Today it is home to some exclusive shops, plus the Hyatt and Four Seasons hotels both loom nearby.


It has a good little artisan market on weekends and holidays. You can see stallholders banging hammers or stitching stuff, suggesting to me that they do actually make the things themselves, rather than paying someone in a factory in China.


Recoleta market on Saturday

It is also home to Recoleta cemetery.


Recoleta cemetery

Free to go in and wander around it contains the grave of Eva Peron. It’s easy to find her grave; you just look for the gaggle of people with selfie sticks and you’ve almost certainly found it.

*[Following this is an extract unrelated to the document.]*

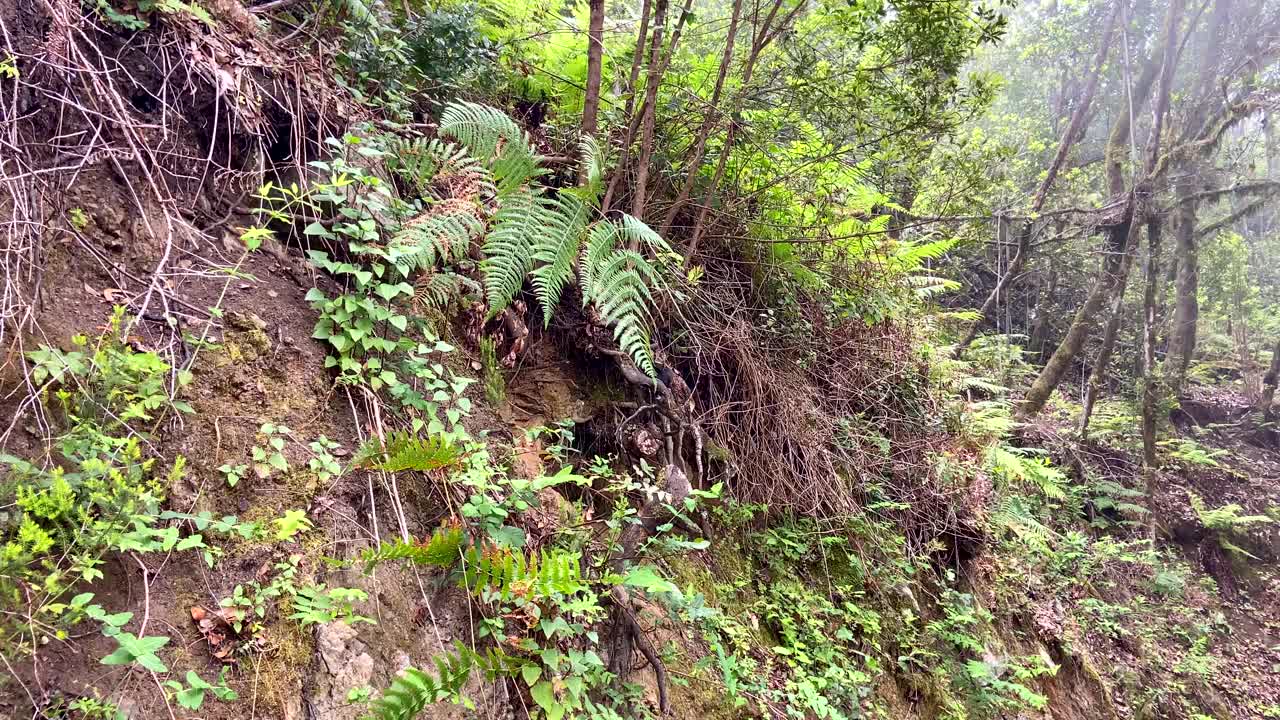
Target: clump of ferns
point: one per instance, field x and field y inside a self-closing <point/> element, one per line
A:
<point x="552" y="237"/>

Eva Peron’s grave. It took a long time for her body to be laid to rest here. After the military junta took over it disappeared and finally turned up again in Italy.  From there it went to Spain, where her husband was living in exile with his third wife.  They kept it in their lounge. Only after Juan Peron was returned to power did the body of his first wife arrive back in Argentina and went here to her family crypt.  

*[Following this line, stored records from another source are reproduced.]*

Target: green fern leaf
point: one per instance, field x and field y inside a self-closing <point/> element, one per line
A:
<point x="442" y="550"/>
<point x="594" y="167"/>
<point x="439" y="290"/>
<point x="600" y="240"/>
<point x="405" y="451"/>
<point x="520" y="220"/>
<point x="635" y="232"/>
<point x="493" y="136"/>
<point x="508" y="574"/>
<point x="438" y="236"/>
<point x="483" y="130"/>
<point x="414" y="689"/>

This past week has disappeared in a blur of apartment hunting and other practicalities.

I finally found somewhere to live until the end of January. I still don’t feel ready to dive into a longterm commitment with the city. I’m at that stage in a relationship where you really like someone but you’re still not sure if you can live with some of their irritating little habits and anyway who knows? There may be someone better just around the corner….


View from the balcony at my ‘old’ apartment.

I shall be moving out of trendy Palermo the day after Christmas and into the very centre of the city (unimaginatively called El centro), just a block away from the obelisk.


The obelisk, attempting to hide behind some art work

I’m not sure how I will get on there. Whenever I have to go into the city centre I can never wait to get out again, because it is so crowded. However I wanted to be within walking distance of my Spanish school, so I thought I would give it a try for a month or so.

4 replies »

  1. Hi Sarah

    Oh this looks lovely. The architecture and the beautiful blue skies; I am very envious. I think you are doing the right thing. Just taking your time and seeing how the place feels. Poor old Eva! Why would you have your dead wife’s body in your home? She clocked up some air miles even when dead! Bizarre. xx

  2. Hello there! 🙂

    Haha, I love your witty remarks:

    “..they actually make the things themselves rather than paying someone in a factory in China.”

    “It’s easy to find [Eva Peron’s] grave; you just look for the gaggle of people with selfie sticks.”

    I don’t know why, but I feel a little bit offended whenever people take selfies with dead people graves. While smiling.

    • thanks 🙂 yes I also think there’s something about taking your picture stood next to a grave that is a little bit sick. But each to his/her own.